The sequences of the used oligonucleotide pairs
Primer name | Target locus | Sequence | Annealing temperature | |
erg27Beg | erg27 | Forward | TGGGATTACCACCATGGGAGACAAGTG | 58 °C |
erg27End | Reverse | CAATGGTTCCGCATTTCTTTGCCTCCC | ||
Beg | cyp51 | Forward | TGCGATGGGGATTCTTGAAC | 59 °C |
End | Reverse | TTATCGTCGCTCCCAAGCTAC | ||
IpBcBeg-F | sdhB | Forward | CCACTCCTCCATAATGGCTGCTCTCCGC | 58 °C |
IpBecEnd2-R | Reverse | CTCATCAAGCCCCCTCATTGATATC |
The amplified DNA was sequenced by Eurofins Genomics Germany Gmbh (Ebersberg, Germany) with Sanger's method result in raw “.fasta” files. Libraries were filtered and preprocessed by SnapGene software (www.snapgene.com). The identified nucleotide sequences were translated into amino acid sequences using Jaelview 2 software (Waterhouse et al., 2009) and the location of point mutations and amino acid substitutions were determined The sequences are deposited in the NCBI GenBank database under PP587884 – PP587936, PP587937 – PP587985 and PP587986 – PP588055 accession numbers.

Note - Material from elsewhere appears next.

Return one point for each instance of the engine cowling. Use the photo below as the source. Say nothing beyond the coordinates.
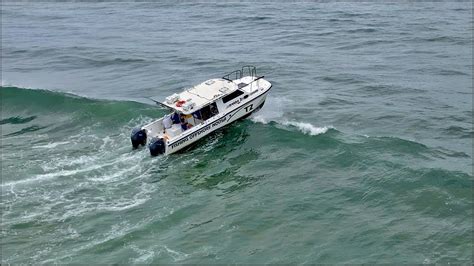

For statistical analysis of the data, the vegan package (Oksansen et al., 2007) of the R programming language was used. EC50 values determined for different sampling sites were compared using ANOVA and significant differences between locations were also determined using Tukey's HSD test.
Results
In the present study, the tolerance of B. cinerea isolates from two wine regions of Northern Hungary to three commercially available fungicides were determined. Point mutations in certain genes of the isolates that may affect the resistance were also investigated.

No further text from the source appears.